Apparently...I'm desperate...cuz I've gone this route already. *grin* I've gone the Fasfa route...done the govt. loan deal...and have moved onto personal loans. (i did the credit card thing when in Texas over the summer...never again...I'm still trying to pay the dang thing off)
My reason for this is that the Govt. is no help to me AT all! They won't give me any money...not even a loan. What makes it worse...is because I'm not concidered a real student at NC State (because I only need 4 classes from them) ....I don't qualify for normal private loans...cuz the school won't certify them.
I'm getting to be an old pro at this financial aid hell. I think I've finally got the right loan...now i just need to get everything processed so I can get the money...to get the school off my back. *sigh*
Thankfully I did my first two years at community college...completely paid for...so I only have about 11,000 in student loans. This out of state tuition thing is probably going to double that though...just for 4 classes!
Nadine.
Sorry Nadine for coming in so late....
Life has its up and downs, it all depends on how you handle it. SOund to me like you got that down pat...
You are such an amazing and intelligent young lady, and sounds like you have everything right going for youself...
You go girl!
M
jesique 01-29-2006, 02:00 PM *smile* thank you mimi....
Your words made me smile and were like a hug to me. And I can always use a hug! :D
Nadine.
Lanners05 01-29-2006, 02:03 PM Nadine,
We definately need to talk! You should visit my Myspace and read my blog on my DMV experience! It's www.myspace.com/Leighalanna. And yes, I do feel like we have alot in common. If you ever need to vent, in my profile is my AOL, Yahoo, and MSN handles. I can get my old ICQ number if you need it. But seriously. Not only do I have to register my car, I have to get insurance here because, did you know, that if I get in an accident here in Cali that my TEXAS insurance won't cover because I have a job here? So, we're going through that nightmare too. The lovely times of out of state living. Sadly, by the time we get everything straight, we'll be moving back to Texas in a year! :confused:
Alanna
jesique 01-29-2006, 02:24 PM Alanna,
OH my goodness...I've been reading your blog and laughing my ass off because it's even funnier than my DMV story!!!
I had to get Insurance here too...which was a hassle. I'm scared to register my car...even though I need to...my Texas registration expired in Dec 05! :D
Why did you give up your Texas residency if you're moving back to Texas???!!!

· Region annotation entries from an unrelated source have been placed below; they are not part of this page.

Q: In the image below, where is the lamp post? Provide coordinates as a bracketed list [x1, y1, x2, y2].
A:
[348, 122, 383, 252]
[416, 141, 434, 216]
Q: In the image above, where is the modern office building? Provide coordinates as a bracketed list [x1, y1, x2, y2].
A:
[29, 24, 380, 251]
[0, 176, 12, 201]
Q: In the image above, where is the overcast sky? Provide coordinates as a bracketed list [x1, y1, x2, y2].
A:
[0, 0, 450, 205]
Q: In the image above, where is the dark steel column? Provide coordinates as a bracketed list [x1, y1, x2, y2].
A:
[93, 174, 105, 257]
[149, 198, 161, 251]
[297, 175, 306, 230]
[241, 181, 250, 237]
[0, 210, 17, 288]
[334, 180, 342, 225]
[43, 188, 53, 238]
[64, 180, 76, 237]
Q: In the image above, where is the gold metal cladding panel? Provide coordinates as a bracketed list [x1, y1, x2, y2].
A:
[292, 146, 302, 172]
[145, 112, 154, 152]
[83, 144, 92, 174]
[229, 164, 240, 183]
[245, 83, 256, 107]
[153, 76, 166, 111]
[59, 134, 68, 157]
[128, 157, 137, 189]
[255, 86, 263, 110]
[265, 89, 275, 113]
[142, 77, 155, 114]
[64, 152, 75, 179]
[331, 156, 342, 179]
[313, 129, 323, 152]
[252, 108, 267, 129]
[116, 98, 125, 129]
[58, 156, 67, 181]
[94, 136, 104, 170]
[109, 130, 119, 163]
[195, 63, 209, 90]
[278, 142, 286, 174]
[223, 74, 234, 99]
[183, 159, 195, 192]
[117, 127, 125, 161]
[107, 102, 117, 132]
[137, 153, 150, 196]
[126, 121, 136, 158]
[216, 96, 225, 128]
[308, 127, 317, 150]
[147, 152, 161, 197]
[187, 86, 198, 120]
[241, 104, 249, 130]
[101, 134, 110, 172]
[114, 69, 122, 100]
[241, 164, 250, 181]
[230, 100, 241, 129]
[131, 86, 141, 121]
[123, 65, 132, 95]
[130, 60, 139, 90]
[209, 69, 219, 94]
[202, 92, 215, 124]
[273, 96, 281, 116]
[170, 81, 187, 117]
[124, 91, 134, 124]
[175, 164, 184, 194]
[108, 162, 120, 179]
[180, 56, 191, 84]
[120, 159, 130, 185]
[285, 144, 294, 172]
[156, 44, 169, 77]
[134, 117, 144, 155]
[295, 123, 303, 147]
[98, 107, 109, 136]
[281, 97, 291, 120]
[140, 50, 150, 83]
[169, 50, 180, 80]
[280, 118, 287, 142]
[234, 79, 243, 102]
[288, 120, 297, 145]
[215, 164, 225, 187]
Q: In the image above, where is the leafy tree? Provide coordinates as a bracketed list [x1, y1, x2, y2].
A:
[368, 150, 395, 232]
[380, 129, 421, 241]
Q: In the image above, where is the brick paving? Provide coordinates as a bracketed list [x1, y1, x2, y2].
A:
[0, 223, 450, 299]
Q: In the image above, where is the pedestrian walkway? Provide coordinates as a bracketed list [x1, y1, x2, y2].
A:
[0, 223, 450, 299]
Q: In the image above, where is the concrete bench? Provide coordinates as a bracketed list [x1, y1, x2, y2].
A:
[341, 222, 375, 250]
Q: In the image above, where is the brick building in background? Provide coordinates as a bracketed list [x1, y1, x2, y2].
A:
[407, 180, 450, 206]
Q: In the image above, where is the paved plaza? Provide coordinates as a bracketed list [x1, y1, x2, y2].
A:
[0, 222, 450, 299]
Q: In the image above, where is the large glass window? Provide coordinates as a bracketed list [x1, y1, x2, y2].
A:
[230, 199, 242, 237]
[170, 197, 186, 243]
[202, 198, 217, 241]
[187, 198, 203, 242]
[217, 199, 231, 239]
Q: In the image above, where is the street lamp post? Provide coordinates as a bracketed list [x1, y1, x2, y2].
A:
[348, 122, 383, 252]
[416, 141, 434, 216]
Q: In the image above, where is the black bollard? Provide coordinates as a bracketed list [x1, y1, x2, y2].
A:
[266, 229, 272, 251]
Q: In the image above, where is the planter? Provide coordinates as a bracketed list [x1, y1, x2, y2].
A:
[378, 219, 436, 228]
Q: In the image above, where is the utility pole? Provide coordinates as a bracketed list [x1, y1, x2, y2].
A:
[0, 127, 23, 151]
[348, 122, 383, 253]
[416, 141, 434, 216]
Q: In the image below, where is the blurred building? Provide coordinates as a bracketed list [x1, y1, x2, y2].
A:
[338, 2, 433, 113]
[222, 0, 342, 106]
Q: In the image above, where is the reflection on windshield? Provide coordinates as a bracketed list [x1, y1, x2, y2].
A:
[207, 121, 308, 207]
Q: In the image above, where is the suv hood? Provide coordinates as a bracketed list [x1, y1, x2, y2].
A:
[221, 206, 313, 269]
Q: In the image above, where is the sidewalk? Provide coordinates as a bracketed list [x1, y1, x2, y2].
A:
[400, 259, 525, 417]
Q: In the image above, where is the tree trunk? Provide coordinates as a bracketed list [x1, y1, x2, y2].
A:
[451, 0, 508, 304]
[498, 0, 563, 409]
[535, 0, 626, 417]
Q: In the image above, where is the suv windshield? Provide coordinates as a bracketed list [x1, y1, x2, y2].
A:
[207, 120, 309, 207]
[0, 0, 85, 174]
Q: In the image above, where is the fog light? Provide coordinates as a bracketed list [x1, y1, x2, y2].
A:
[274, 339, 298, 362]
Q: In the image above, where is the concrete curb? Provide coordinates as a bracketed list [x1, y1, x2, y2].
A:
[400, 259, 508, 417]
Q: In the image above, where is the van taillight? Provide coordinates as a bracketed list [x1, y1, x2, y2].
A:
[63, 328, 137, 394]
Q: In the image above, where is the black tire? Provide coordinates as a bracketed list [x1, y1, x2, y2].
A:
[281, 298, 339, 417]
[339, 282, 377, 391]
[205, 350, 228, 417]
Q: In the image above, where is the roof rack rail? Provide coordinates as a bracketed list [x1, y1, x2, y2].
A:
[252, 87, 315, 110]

Oh my goodness so we totally need to talk...I've got AIM and yahoo...I'll have to get on one of these days. lol.
Nadine.
Lanners05 01-30-2006, 02:21 AM Well, if you take a job here, you have to register everything. And don't worry, my tags expired in September of 05 ;)
Alanna
jesique 01-31-2006, 12:24 AM Well, if you take a job here, you have to register everything. And don't worry, my tags expired in September of 05 ;)
Alanna
Yikes...that sucks!!! Have you registered your car yet? I'm so freaked out everytime I pass a cop! :D
Nadine.
Lanners05 01-31-2006, 03:28 PM To register, you need to be liscensed and have insurance. To get insurance, you need to be registered and liscensed. Soooooo, I'm not liscensed and have insurance from Texas, so I can go register. Then I can get insured here in Cali. It's a paaaaaaaain!